A compromised identity at the onboarding stage can affect the entire trust chain. This means that biometric verification, attack detection, auditability, and compliance readiness are not isolated technical features. They are foundational components of the future digital economy.

Building Trust Infrastructure, Not Just Technical Infrastructure

The success of Europe’s digital identity transformation will depend on more than the availability of digital wallets. It will depend on whether citizens, businesses, and public institutions can trust the credentials issued and accepted within the ecosystem.

That trust begins with identity proofing.

If attackers can use deepfakes, synthetic identities, or injected biometric data to compromise the issuance process, the risk does not remain limited to one onboarding flow. It can extend to every downstream transaction, credential, signature, or verification based on that identity.

This is why continuous testing, independent evaluation, and standards-based assurance are becoming central to the future of digital identity.

Qoobiss’s preparation of ONTRACE for advanced PAD and IAD testing reflects this broader shift. The objective is not only to meet a regulatory requirement, but to strengthen the trust architecture that regulated organizations will depend on as eIDAS 2.0 becomes a practical reality across Europe.

Looking Ahead

The digital identity market is entering a new phase.
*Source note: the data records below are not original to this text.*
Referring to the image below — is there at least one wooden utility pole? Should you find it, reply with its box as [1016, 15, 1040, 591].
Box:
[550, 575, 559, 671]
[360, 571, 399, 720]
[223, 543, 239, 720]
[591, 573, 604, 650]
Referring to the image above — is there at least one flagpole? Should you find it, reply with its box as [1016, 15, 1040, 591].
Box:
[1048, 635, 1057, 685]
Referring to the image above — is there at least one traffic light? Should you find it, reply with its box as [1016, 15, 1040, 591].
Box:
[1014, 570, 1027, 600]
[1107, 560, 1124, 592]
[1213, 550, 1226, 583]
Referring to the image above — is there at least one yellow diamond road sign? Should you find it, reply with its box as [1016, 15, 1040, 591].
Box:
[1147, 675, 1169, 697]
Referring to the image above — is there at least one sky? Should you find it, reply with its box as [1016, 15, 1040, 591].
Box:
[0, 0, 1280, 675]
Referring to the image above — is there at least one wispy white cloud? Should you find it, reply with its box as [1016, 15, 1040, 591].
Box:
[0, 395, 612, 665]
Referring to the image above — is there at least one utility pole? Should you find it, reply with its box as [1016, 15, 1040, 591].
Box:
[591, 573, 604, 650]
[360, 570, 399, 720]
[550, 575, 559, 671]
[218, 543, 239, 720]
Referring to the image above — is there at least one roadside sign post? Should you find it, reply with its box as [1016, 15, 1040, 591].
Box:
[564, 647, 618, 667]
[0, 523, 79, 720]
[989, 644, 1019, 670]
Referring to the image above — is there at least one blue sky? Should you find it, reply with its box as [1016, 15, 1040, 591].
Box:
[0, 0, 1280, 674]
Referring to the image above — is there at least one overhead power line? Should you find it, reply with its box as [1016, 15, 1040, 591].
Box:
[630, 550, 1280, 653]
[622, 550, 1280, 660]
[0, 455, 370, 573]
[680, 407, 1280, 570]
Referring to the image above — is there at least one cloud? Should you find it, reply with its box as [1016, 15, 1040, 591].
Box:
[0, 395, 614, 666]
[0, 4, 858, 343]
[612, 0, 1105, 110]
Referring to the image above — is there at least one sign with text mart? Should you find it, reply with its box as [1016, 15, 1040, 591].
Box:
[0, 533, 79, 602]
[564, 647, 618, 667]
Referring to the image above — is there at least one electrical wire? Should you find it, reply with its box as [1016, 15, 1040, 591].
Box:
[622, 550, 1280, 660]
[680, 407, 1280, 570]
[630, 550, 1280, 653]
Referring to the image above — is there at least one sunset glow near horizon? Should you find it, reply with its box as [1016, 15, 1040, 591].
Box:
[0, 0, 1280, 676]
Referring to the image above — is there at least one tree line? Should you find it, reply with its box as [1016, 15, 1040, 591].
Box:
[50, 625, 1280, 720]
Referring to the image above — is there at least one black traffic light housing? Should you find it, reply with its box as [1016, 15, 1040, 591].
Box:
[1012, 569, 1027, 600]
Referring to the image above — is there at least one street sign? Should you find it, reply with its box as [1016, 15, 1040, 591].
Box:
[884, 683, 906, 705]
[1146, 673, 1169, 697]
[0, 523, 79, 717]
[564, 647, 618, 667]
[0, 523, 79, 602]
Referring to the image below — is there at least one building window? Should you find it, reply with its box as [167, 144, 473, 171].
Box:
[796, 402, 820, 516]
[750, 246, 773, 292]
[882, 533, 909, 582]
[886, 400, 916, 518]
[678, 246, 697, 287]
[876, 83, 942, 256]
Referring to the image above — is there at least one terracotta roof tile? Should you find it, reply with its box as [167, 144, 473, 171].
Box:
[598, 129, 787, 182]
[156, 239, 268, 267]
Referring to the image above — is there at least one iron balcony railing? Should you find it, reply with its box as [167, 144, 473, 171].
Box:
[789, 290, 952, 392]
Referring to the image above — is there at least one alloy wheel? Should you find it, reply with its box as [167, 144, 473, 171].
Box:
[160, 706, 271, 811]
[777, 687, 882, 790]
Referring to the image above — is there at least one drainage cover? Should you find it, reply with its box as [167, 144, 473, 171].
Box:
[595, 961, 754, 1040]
Speed, automation, and user experience remain important, but they are no longer enough on their own.

The organizations that will lead in the post-eIDAS 2.0 environment will be those that can prove their verification infrastructure is secure, standards-aligned, and resilient against evolving attack methods.

For Qoobiss, this means continuing to invest in ONTRACE as a secure and scalable identity verification platform for regulated industries. Preparing the platform for advanced PAD and IAD testing is a natural next step in that direction.

As Europe builds the foundation for a more interoperable digital identity ecosystem, the strength of that ecosystem will depend on every layer of the trust chain.

And in the age of AI-enabled fraud, the ability to detect not only fake faces, but also fake data pipelines, will be essential.